WHAT CITY OF CULTURE ARE WE TALKING ABOUT?

The Year of Signorelli is drawing to a close, but the experience of the Duomo and its masterpieces will remain the same. Entering the cathedral and quickly visiting the chapel with the aid of a mini-guide, and then moving on – this is the tourist ritual that repeats every day. However, speaking of innovation in a city that is so static and unaccustomed to change is no easy task. The cathedral will always be the starting point for any tourism and economic policy, even though it requires special attention to the communication of its ecclesiastical heritage. “The enhancement of churches and cathedrals,” says Andrea Carandini, President of the FAI (Italian Environmental Fund), “serves to translate the world of things into a communication and historical narrative, made understandable and interesting to the broad public that characterizes our era.” Hence, the need arises to create common and personalized itineraries, such as interactive digital exhibitions, capable of guiding the visitor in rediscovering art.

From the Chapel of the Corporale, which, in a remarkable fusion of theology and legend, invites the tourist to immerse themselves in medieval spirituality, to the New Chapel or the Chapel of San Brizio, where the intrusion of nudity is a symbol of the greatest cultural revolution of all time, the Duomo increasingly requires those “cultural mediation” tools that give anyone the possibility to understand, admire, and contemplate it. In short, a true journey of discovery or rediscovery of the great masterpieces, to get to know the artist who created them, their vision of the world and of God.

Our duty is to seize the innovative power of works that are distant in time but surprisingly contemporary: “Art,” as a famous aphorism by Edgar Degas goes, “is not what you see, but what enables others to see.” Sacred places, such as the Orvieto Cathedral, are not mere cultural containers; they speak and tell of a way of conceiving existence and human relationships, of human hope in the face of pain and defeat, of the sense of eternity and happiness hidden in the folds of history. In short, having an artistic experience means expanding one’s world of knowledge and emotions, developing a sense of belonging to the territory that makes us not only individuals but citizens of the world, as stated in Article 6.2 of the United Nations Declaration: “The arts must be encouraged as a means of fostering awareness in the field of human rights.”
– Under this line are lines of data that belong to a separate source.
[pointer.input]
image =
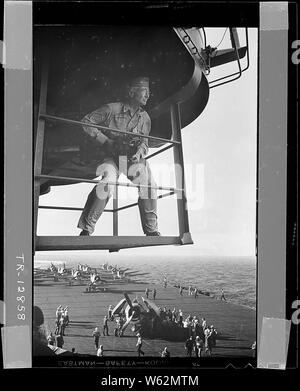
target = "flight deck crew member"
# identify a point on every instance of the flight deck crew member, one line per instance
(105, 325)
(126, 116)
(139, 345)
(96, 335)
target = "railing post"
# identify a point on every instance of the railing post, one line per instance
(115, 212)
(183, 219)
(39, 142)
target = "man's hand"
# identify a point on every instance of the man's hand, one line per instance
(109, 145)
(135, 158)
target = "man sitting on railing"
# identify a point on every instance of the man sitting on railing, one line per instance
(123, 154)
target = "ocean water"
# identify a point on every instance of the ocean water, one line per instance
(235, 275)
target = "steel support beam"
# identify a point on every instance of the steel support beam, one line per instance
(183, 220)
(111, 243)
(39, 143)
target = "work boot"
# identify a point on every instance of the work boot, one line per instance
(84, 233)
(155, 233)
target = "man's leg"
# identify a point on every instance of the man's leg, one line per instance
(98, 197)
(140, 174)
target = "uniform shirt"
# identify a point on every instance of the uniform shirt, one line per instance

In the past, the community of believers entered cathedrals to admire their beauty, to be inspired by it, to evoke the divine and make it present in everyday life by identifying with the images imprinted on the walls, with heart and mind. Now, this method of communication and language risks being lost, while these masterpieces become mute; the interpretation of art places seems to have remained stuck in linguistic and conceptual categories that no longer convey anything, that no longer speak to people and, therefore, are no longer perceptible to modern man. It is practically unthinkable to promote our cultural assets without understanding their messages, in short, without encountering their ‘soul,’ which is also the Soul of Europe.
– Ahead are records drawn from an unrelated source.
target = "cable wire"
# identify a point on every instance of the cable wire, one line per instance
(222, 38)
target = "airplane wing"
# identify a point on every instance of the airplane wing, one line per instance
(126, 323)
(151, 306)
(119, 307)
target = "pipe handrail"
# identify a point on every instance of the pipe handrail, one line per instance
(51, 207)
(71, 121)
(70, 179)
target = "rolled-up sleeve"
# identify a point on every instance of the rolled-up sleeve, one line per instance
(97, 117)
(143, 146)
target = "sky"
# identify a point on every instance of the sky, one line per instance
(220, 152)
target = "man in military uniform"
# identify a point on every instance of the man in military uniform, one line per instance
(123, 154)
Today, there is increasing talk of seeking the soul of places, their Genius loci: when connected to our lives and personal experiences, these places become relevant, transforming into ‘soulful places.’ Therefore, “the connection between the city and its territory,” as explained by Luciano Dottarelli, a member of the Italian Philosophical Society and the Club for UNESCO, “is fundamental to understanding and transmitting the set of symbols and images that constitute the deepest spirit, the soul, the essence of its cultural and historical heritage.”